Manny Ruiz, 58, spent 31 years as an air traffic controller in Fort Lauderdale before retiring to Pensacola to run a one-man small boat engine repair shop out of three ramshackle dock slips he’d paid off in cash three years prior. His biggest flaw, one he’d never admit out loud, was that he wrote people off at the first red flag, no do-overs, no second chances. It’s why he’d spent seven years single after his wife left for a golf pro in Naples, why he avoided most neighborhood events, why he’d fired off three scathing, 10-paragraph emails to the county parks department the second he heard about the proposed 40% dock fee hike to cover post-Hurricane Idalia repairs. He only showed up to the waterfront taco fundraiser because his best friend’s 16-year-old kid was manning the grill, and Manny owed the kid a favor for helping him haul a 200hp outboard up a rickety ramp the week before.
He leaned against a splintered piling, cold beer in a koozie in one hand, work boots caked in salt and grease, the hem of his Carhartt jacket stiff with old engine oil. He’d been scowling for 20 minutes straight watching the new parks director, Lila Marlow, work the crowd: mid-50s, sun-streaked brown hair pulled back in a messy braid, linen button-down unbuttoned at the collar, left wrist sporting a faded pelican tattoo identical to the one his daughter had gotten the summer she graduated high school before moving to Portland. He’d only seen her headshot on the county website before, had pegged her as another out-of-touch bureaucrat who’d never held a wrench in her life, who’d happily price out every small operator on the waterfront to pad the county’s budget for fancy new beach bathrooms for tourists.

She cut through the crowd toward the beer cooler next to him, tripped over a loose dock board, and grabbed his bicep hard to steady herself before she face-planted into a bucket of ice. Her palm was warm through the thin fabric of his jacket, she smelled like coconut sunscreen and lime seltzer, and when she laughed to play off the stumble, her voice was rougher than he expected, like she spent half her time yelling over wind and boat motors. “Sorry about that,” she said, brushing a strand of hair off her face, her eyes landing on the name tag stitched to his jacket pocket. “Manny Ruiz. The guy who wrote me three very detailed emails about how my fee hike would put him out of business before I even had a chance to read the consultant’s proposal.”
The scowl slipped off his face before he could stop it. He’d spent two weeks fuming about the hike, running numbers over and over again, figuring he’d have to sell his shop and move into a tiny apartment by the end of the year if it passed. He shifted his weight, his boot knocking against hers by accident, and when he looked down he saw she was wearing scuffed work boots too, not the fancy loafers he’d pictured. “You wearing steel toes to a fundraiser?” he said, teasing before he thought better of it. She laughed, kicking his boot lightly with hers. “Had to walk the damaged piers this morning. Nails sticking up everywhere.
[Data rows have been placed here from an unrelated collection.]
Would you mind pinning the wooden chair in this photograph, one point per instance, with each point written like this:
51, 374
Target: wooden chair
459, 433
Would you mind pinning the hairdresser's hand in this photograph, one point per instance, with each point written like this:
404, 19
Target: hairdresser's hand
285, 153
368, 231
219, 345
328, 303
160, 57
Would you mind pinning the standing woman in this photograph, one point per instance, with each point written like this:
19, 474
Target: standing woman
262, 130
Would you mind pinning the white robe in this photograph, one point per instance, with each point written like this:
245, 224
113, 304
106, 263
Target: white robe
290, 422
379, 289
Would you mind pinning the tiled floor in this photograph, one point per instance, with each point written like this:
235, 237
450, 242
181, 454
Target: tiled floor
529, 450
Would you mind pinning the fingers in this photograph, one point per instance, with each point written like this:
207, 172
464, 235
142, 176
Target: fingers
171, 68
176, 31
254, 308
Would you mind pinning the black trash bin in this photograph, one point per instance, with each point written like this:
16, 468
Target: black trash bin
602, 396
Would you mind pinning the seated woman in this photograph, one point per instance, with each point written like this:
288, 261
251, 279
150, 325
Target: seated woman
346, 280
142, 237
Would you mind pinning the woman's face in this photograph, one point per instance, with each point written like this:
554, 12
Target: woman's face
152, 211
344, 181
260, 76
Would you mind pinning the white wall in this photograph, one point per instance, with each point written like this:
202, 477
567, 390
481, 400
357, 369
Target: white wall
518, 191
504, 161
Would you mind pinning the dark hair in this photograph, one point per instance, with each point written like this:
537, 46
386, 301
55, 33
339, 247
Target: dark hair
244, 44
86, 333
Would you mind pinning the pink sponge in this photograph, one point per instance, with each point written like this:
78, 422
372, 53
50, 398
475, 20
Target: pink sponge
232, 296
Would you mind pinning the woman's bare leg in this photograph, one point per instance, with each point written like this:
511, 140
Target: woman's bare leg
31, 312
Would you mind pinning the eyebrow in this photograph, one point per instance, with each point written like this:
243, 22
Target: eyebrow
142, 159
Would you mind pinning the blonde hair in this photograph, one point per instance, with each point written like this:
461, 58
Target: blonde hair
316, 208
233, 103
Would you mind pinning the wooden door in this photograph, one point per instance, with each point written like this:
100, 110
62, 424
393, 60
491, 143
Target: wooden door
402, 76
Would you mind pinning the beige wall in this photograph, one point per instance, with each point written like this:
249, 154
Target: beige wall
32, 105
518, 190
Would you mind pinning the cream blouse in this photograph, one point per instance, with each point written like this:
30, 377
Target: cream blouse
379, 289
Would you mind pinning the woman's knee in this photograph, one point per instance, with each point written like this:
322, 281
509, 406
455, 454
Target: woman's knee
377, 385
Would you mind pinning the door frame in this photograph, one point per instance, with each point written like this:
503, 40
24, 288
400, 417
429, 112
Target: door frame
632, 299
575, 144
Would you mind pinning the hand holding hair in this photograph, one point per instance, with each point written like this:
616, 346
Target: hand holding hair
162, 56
Figured it was better than stepping on a rusty spike and getting a tetanus shot mid-speech.”
They stood there for 15 minutes, talking over the band, the salt wind stinging their cheeks, the smell of grilled pork and cilantro drifting over from the taco stand. She told him she grew up in a fishing family in Apalachicola, her dad ran a shrimp boat, she’d spent 10 years working for the National Park Service before taking the county job. He told her about the air traffic control job, the two mid-air collisions he’d been powerless to stop early in his career, the reason he’d retired early, the way working on boat engines felt like the only thing that quieted the constant buzz of hypervigilance in his head. He didn’t tell anyone that stuff, not even his best friend, but it slipped out easy, like he’d known her for years.
When the band took a break, she nodded toward the far end of the pier, where the string lights were strung low and no one else was hanging around. “Wanna walk down there? I wanna show you the part of the pier we’re fixing first, the section that the storm washed half away. A bunch of local kids jump off it in the summer.” He nodded, and when she started walking, she slipped her hand into his, her palm soft but calloused at the fingertips from years of working with her hands, and he didn’t pull away. Halfway down the pier, she stopped, turned to face him, and reached up to wipe a smudge of engine grease off his jaw, her thumb lingering on the rough stubble of his cheek for a beat longer than necessary.
He’d spent seven years convincing himself he didn’t want anyone new in his life, that he was better off alone, no surprises, no one to let him down. For half a second, he almost pulled back, almost made an excuse to leave, but then she smiled, the corner of her mouth tugging up to the left, and he realized he hadn’t felt this light in longer than he could remember. He laced his fingers through hers, squeezed her hand once, and nodded back toward the taco stand. “C’mon. I owe you a taco. Extra cilantro, on me. You can tell me more about that revised fee proposal on the way.” She laughed, let him lead her back down the pier, her hand warm in his the whole walk.